The Turkish Constitutional Court has decided that the right to life of Nigerian migrant Festus Okey, who was fatally shot by a police officer, was violated, Turkish media reported.
According to the court Okey’s family is to be paid compensation for the violation of his right to life. However, the court also decided that allegations of racial discrimination against Okey and claims that effective criminal investigations into public officials were not carried out were inadmissible.
Okey was shot by police officer Cengiz Yıldız while in detention at İstanbul’s Beyoğlu police station in August 2007. Yıldız had claimed that Okey was shot while trying to wrestle his gun from his hand.
The 21st İstanbul Criminal Court sentenced Yıldız to four years, two months in prison for manslaughter in 2011; however, the decision was reversed by the Supreme Court of Appeals. One of the judges of the criminal court had urged that Yıldız be sentenced to 20 years for murder in the first degree.
Yıldız was retried in 2018 and sentenced to six years in prison. In the meantime, Okey’s family and lawyers made a separate appeal to the Constitutional Court claiming Okey’s death was related to racial discrimination and that the investigation had not been carried out effectively.
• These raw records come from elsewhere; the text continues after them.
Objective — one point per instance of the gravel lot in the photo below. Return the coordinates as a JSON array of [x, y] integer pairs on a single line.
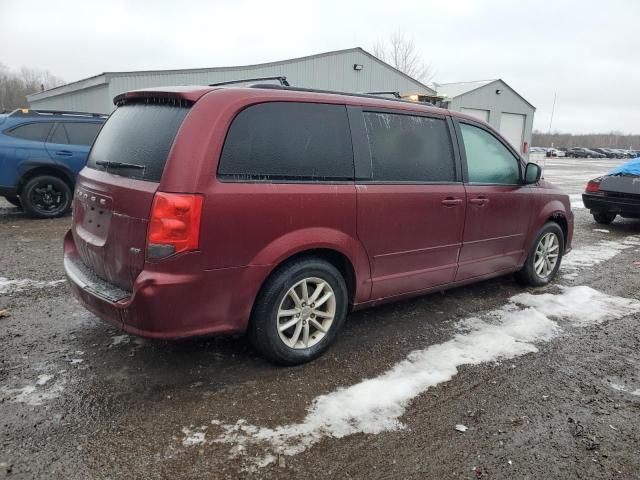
[[79, 400]]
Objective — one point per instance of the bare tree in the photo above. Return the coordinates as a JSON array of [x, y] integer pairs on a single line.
[[591, 140], [400, 51], [14, 86]]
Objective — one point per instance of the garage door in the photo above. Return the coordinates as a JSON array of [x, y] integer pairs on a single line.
[[476, 113], [512, 128]]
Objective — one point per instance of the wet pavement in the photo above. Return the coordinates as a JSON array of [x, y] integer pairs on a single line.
[[80, 400]]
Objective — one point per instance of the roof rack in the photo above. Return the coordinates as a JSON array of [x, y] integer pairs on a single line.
[[281, 79], [394, 94], [334, 92], [34, 113]]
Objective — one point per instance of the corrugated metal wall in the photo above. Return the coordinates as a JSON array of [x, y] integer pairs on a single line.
[[329, 72], [332, 71], [95, 99], [485, 98]]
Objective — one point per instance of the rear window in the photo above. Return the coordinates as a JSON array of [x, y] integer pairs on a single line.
[[288, 141], [138, 136]]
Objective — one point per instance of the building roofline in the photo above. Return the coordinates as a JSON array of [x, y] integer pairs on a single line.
[[489, 82], [69, 87]]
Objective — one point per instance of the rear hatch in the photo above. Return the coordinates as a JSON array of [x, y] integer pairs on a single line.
[[114, 193]]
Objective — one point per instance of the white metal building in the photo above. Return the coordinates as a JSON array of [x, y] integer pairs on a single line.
[[352, 70], [494, 102]]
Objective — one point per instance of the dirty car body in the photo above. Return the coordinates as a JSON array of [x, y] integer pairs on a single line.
[[387, 234]]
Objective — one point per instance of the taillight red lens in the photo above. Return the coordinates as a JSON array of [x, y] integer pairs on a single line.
[[175, 224], [593, 186]]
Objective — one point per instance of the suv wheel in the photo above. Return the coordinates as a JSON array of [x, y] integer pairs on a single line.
[[604, 218], [15, 201], [46, 196], [544, 259], [299, 312]]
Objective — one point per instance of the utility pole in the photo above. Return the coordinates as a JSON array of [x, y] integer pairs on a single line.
[[553, 109]]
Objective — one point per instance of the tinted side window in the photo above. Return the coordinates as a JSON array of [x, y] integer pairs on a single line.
[[138, 134], [488, 160], [409, 148], [59, 134], [287, 140], [82, 133], [32, 131]]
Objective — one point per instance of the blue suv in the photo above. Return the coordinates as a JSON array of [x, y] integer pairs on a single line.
[[41, 152]]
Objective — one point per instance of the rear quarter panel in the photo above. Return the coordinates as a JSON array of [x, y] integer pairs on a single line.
[[258, 224], [550, 202]]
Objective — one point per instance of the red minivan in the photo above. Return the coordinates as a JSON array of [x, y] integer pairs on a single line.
[[275, 211]]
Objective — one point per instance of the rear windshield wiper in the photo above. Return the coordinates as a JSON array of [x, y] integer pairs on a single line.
[[106, 163]]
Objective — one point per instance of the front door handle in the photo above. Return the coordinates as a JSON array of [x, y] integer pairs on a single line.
[[480, 201], [451, 202]]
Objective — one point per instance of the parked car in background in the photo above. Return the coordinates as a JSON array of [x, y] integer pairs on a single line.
[[579, 152], [276, 210], [621, 153], [554, 152], [41, 152], [616, 193], [607, 152]]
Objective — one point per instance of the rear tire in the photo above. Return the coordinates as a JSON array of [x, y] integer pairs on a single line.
[[604, 218], [46, 196], [14, 200], [283, 301], [544, 259]]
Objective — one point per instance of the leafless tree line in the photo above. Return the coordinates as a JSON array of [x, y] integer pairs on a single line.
[[15, 86], [592, 140], [400, 51]]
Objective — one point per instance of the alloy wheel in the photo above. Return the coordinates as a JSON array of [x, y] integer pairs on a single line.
[[306, 313], [547, 255]]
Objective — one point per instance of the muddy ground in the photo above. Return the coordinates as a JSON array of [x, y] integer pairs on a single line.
[[78, 400]]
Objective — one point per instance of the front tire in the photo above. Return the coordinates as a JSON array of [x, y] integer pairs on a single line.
[[604, 218], [299, 312], [46, 196], [543, 261], [14, 200]]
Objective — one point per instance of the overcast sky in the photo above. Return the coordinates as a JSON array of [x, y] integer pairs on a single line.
[[585, 50]]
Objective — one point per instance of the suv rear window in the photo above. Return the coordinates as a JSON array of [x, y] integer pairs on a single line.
[[288, 141], [140, 135], [32, 131], [75, 133]]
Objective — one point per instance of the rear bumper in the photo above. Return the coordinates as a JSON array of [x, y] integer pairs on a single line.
[[168, 305], [625, 206]]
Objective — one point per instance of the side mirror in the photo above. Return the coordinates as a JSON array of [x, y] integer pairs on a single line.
[[532, 173]]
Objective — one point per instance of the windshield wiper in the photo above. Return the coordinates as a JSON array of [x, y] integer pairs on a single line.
[[106, 163]]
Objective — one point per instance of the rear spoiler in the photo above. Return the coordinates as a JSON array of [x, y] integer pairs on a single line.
[[169, 95]]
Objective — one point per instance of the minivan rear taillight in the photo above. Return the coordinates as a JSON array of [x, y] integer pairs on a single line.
[[175, 224]]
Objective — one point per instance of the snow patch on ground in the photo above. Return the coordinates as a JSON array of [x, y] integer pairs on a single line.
[[42, 391], [118, 339], [193, 437], [576, 201], [376, 405], [15, 286], [592, 255]]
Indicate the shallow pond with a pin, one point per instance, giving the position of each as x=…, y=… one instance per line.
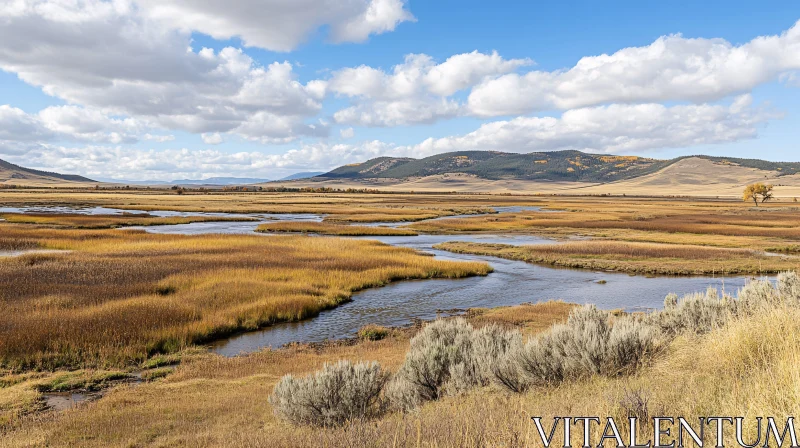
x=511, y=283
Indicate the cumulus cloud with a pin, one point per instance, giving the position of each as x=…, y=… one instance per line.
x=617, y=128
x=67, y=122
x=415, y=91
x=278, y=24
x=112, y=56
x=211, y=139
x=158, y=138
x=672, y=68
x=123, y=163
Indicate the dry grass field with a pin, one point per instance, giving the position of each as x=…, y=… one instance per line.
x=327, y=228
x=120, y=296
x=78, y=221
x=114, y=302
x=636, y=258
x=214, y=401
x=346, y=207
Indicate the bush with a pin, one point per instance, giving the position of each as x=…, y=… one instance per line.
x=629, y=344
x=789, y=286
x=336, y=394
x=440, y=358
x=491, y=345
x=372, y=333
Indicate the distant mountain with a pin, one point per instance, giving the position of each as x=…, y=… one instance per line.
x=304, y=175
x=220, y=181
x=15, y=174
x=564, y=166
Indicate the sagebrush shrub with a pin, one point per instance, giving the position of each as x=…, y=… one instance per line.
x=336, y=394
x=629, y=343
x=789, y=287
x=440, y=358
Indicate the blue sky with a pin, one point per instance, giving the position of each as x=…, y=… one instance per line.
x=139, y=106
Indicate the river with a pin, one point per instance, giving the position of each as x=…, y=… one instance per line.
x=400, y=303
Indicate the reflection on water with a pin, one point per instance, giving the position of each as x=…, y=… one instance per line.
x=511, y=283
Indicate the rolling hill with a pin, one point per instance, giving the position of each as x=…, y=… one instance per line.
x=563, y=172
x=557, y=166
x=16, y=175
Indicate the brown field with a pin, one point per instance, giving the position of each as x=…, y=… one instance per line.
x=336, y=206
x=119, y=297
x=224, y=396
x=214, y=401
x=79, y=221
x=326, y=228
x=636, y=258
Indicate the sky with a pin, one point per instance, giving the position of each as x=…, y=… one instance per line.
x=177, y=89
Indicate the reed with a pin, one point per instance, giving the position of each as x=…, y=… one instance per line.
x=120, y=297
x=81, y=221
x=325, y=228
x=637, y=258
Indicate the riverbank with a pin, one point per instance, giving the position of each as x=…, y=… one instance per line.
x=227, y=397
x=120, y=297
x=636, y=258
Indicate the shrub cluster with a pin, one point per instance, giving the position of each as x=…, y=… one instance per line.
x=451, y=356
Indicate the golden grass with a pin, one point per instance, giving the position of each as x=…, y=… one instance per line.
x=210, y=399
x=81, y=221
x=325, y=228
x=337, y=206
x=737, y=370
x=639, y=258
x=120, y=297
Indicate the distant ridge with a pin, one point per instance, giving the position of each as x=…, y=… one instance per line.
x=219, y=181
x=557, y=166
x=303, y=175
x=9, y=173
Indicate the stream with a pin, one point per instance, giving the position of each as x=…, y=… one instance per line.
x=400, y=303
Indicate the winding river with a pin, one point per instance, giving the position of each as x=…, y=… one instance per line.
x=400, y=303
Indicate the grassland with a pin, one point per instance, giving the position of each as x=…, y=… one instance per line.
x=81, y=221
x=212, y=401
x=635, y=258
x=120, y=296
x=226, y=397
x=340, y=207
x=326, y=228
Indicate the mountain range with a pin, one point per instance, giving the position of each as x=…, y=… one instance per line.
x=558, y=166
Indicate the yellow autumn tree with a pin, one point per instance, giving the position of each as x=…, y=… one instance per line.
x=754, y=192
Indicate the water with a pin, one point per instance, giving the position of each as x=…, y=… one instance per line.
x=511, y=283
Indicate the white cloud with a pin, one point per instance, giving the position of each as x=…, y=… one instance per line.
x=211, y=139
x=16, y=125
x=672, y=68
x=67, y=122
x=158, y=138
x=111, y=56
x=278, y=24
x=617, y=128
x=415, y=91
x=117, y=162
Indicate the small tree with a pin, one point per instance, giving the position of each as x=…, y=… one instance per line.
x=758, y=191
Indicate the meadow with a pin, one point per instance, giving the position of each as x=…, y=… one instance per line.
x=118, y=297
x=636, y=258
x=327, y=228
x=117, y=310
x=81, y=221
x=743, y=370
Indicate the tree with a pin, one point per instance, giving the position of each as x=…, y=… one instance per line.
x=758, y=191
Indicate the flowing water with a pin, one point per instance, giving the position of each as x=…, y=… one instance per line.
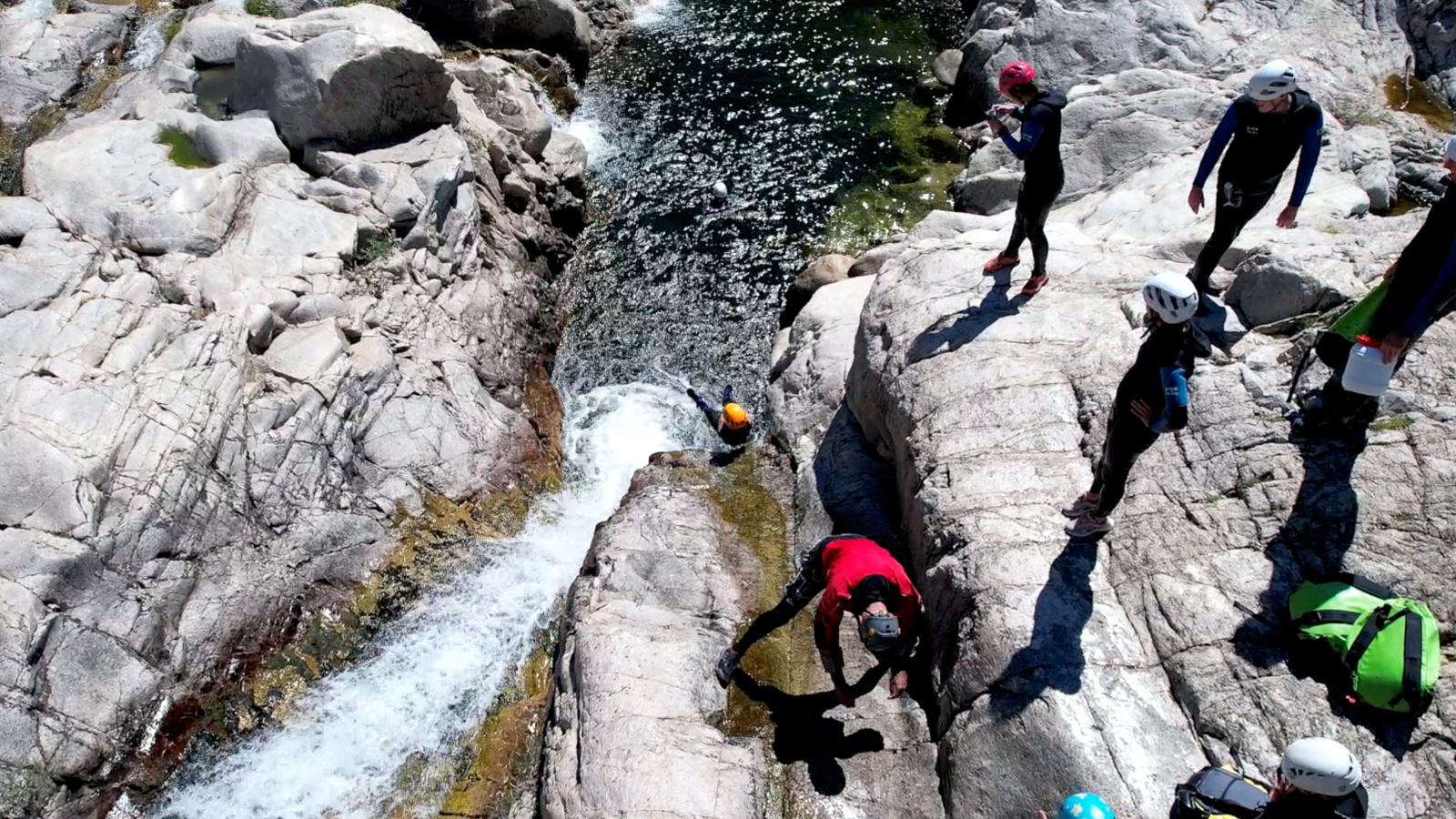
x=778, y=99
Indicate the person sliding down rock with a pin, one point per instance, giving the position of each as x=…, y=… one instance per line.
x=1152, y=398
x=1318, y=778
x=1423, y=285
x=855, y=574
x=1269, y=124
x=1040, y=149
x=733, y=423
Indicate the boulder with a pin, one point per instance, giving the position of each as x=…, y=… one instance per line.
x=504, y=94
x=356, y=76
x=1271, y=288
x=555, y=26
According to a report prepared by Human Rights Watch (HRW) in 2008, shortly after the death of Okey, the case was littered with contradictions and irregularities. “… the conduct of the police demonstrates such serious failings in following basic investigative procedures and preservation of evidence as to compel a conclusion that there was a concerted attempt to cover up the incident ….”
The prosecutor had been called to the crime scene three hours after the fatal shooting took place, and the policeman who was appointed to investigate the case was the same policeman who had been involved in the shooting.
One crucial piece of evidence had been lost in the hospital, which was the shirt Okey was wearing at the time he was shot. The shirt was important for determining from what distance Okey was shot, and without it the trial had continued for years. The report also said security forces were seldom penalized for excessive violence against civilians.
In its annual report on Turkey for 2020 HRW reiterated its concern that Turkey had an entrenched culture of impunity when it came to abuses by members of the security forces and public officials implicated in allegations of torture, ill-treatment and cruel and inhuman or degrading treatment in police custody and in prison.